Le Haut Commissariat des Nations unies pour les réfugiés (HCR) a constaté "une diminution significative du nombre de résidents dans le camp d'Al-Hol au cours des dernières semaines", a précisé sa porte-parole Céline Schmitt.

"Il reste important que le gouvernement puisse identifier les ressortissants étrangers partis afin que les processus de rapatriement appropriés puissent être poursuivis", a-t-elle souligné, précisant que le HCR avait aussi été informé par les autorités du plan de transfert vers le camp d'Akhtarin.

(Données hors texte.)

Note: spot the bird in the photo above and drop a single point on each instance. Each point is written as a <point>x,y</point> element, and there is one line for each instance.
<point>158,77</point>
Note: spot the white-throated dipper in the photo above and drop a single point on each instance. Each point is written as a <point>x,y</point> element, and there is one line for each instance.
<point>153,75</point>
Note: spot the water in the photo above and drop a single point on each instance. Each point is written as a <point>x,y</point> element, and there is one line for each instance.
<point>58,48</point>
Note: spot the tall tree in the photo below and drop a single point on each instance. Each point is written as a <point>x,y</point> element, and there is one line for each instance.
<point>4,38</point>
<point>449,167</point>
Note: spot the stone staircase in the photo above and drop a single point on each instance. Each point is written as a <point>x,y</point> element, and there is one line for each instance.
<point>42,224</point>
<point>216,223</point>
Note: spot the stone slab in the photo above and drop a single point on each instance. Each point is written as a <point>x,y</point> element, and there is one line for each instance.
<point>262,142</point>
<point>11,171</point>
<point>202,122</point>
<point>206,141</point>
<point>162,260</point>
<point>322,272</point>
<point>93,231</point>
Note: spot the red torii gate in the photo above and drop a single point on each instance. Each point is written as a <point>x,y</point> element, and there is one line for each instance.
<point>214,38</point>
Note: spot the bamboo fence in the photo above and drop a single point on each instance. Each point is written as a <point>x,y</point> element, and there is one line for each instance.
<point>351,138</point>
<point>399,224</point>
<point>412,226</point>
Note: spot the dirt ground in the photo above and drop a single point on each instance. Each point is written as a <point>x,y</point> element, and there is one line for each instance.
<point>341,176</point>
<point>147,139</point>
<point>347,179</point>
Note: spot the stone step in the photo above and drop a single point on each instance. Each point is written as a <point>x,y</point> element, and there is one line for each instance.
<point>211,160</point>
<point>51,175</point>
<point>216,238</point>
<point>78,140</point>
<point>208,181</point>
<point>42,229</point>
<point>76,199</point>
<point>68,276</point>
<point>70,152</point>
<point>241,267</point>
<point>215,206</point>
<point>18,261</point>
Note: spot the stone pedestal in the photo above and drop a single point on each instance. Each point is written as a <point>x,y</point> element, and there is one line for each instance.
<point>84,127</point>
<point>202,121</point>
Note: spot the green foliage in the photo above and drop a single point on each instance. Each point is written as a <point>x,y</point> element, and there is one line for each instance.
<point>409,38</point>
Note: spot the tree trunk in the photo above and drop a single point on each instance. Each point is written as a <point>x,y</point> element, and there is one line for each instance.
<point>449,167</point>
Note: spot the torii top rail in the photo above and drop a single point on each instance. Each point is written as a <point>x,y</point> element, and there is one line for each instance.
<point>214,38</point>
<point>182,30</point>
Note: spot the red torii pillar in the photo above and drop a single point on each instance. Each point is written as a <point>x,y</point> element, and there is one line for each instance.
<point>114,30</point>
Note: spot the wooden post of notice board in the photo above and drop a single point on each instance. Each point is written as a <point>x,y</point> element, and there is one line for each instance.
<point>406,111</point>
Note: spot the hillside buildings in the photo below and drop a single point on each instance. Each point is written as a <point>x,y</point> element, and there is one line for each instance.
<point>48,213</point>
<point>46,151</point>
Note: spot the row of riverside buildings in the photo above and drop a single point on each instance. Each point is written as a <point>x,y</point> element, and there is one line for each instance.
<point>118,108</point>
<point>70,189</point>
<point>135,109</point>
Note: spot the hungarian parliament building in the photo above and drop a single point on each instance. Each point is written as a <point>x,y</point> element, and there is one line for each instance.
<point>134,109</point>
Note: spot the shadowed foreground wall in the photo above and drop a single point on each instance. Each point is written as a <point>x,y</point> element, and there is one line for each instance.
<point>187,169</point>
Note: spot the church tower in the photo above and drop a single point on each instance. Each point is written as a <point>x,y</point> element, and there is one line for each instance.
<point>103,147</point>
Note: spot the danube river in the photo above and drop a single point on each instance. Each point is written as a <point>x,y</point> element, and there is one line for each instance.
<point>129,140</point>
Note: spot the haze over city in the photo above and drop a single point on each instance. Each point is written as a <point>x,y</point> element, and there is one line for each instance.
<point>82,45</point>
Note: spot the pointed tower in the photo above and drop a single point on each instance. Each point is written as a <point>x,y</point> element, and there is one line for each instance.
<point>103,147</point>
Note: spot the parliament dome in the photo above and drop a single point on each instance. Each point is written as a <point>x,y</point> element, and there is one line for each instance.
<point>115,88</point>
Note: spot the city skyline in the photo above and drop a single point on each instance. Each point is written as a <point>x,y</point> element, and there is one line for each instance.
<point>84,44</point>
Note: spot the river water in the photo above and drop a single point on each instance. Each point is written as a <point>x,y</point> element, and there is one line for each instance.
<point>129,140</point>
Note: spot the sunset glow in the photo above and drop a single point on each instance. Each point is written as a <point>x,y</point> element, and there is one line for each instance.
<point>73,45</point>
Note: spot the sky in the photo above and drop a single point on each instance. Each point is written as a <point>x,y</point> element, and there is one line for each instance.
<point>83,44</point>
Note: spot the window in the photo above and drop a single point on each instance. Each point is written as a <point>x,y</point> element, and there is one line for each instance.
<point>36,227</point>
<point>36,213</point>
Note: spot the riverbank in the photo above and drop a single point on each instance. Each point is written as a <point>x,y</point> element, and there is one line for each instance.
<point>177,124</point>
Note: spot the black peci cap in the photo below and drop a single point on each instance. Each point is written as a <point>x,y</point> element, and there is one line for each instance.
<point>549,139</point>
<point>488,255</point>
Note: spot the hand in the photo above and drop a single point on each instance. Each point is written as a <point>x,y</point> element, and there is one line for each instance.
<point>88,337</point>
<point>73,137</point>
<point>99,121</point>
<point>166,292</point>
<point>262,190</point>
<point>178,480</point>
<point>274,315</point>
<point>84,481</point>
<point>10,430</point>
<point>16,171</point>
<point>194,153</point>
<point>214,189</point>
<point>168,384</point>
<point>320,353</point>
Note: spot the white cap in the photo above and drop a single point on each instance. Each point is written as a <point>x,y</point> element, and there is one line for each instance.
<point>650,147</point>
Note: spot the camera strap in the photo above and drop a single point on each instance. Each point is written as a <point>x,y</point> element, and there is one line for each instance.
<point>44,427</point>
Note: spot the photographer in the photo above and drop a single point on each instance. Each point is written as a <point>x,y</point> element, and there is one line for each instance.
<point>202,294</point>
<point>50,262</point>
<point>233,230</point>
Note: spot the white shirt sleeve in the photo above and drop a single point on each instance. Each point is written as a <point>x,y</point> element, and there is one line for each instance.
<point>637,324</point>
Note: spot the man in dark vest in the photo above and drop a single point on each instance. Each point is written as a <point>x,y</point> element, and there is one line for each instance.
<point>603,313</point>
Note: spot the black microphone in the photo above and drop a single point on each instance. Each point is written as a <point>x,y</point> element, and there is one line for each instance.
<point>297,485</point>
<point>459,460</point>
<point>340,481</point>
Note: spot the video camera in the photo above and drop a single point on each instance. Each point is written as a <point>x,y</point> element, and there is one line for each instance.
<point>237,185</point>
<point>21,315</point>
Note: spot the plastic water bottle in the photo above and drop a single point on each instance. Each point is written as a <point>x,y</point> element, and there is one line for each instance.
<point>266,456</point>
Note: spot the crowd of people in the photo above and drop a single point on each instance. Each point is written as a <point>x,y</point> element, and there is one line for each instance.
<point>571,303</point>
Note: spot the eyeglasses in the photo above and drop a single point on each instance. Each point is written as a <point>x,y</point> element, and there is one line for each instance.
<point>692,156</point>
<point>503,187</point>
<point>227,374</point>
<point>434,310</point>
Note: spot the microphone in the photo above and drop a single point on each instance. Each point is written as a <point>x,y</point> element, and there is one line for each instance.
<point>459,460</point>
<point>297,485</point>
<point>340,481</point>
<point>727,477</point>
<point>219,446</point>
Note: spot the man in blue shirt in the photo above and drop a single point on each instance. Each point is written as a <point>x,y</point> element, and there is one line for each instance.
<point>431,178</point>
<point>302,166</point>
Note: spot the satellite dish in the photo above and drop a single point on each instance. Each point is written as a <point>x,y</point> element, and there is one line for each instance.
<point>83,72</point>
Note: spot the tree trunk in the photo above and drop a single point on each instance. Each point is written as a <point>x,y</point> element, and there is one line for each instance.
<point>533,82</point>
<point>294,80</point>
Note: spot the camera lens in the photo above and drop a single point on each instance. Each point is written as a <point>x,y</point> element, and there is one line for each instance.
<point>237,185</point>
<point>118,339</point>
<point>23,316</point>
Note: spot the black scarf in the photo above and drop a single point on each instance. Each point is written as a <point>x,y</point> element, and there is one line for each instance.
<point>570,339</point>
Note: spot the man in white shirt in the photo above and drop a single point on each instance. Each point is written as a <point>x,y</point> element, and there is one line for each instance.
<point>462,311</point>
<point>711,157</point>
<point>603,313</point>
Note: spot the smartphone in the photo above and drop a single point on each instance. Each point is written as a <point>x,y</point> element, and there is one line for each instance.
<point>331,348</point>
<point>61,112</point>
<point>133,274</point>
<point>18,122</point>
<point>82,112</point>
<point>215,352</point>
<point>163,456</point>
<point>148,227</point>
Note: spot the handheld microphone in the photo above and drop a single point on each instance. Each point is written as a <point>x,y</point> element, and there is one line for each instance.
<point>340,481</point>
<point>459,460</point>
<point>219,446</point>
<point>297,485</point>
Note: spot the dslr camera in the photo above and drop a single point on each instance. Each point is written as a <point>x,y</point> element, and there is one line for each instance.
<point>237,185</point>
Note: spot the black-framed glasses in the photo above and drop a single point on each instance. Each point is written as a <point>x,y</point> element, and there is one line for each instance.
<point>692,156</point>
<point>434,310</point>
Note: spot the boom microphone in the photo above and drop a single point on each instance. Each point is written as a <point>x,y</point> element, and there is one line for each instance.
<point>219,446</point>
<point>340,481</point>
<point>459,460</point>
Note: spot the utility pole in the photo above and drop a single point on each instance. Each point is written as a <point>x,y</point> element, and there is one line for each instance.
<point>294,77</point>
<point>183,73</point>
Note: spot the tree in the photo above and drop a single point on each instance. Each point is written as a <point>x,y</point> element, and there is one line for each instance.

Les forces kurdes avaient été le fer de lance de la lutte contre l'EI en Syrie, avec l'appui de la coalition multinationale dirigée par les Etats-Unis. Elles avaient incarcéré des milliers de jihadistes dans des prisons, et placé leurs familles dans des camps.

Après la prise de contrôle par les forces gouvernementales de vastes pans du nord et du nord-est de la Syrie et le retrait des Kurdes, les Etats-Unis ont transféré plus de 5.700 jihadistes de 61 nationalités vers l'Irak voisin.

Parmi eux figurent 3.543 Syriens, 467 Irakiens et 710 ressortissants d'autres pays arabes, ainsi que plus de 980 autres étrangers, notamment des Européens (Allemagne, Pays-Bas, France, Belgique, entre autres), des Américains et des Australiens.

Ces détenus transférés en Irak "risquent la disparition forcée, des procès inéquitables, la torture, les mauvais traitements et des violations du droit à la vie", a prévenu mardi Human Rights Watch dans un communiqué.

Les forces kurdes gardent pour le moment le contrôle d'un camp plus petit, Roj, où sont détenus des proches de jihadistes, pour la plupart des étrangers dont des Occidentaux, parmi lesquels des Français.

Lundi, les autorités kurdes avaient libéré 34 Australiens, proches de jihadistes, mais ils ont dû revenir dans ce camp en raison d'un problème de papiers. L'Australie a affirmé qu'elle ne leur fournirait aucune aide.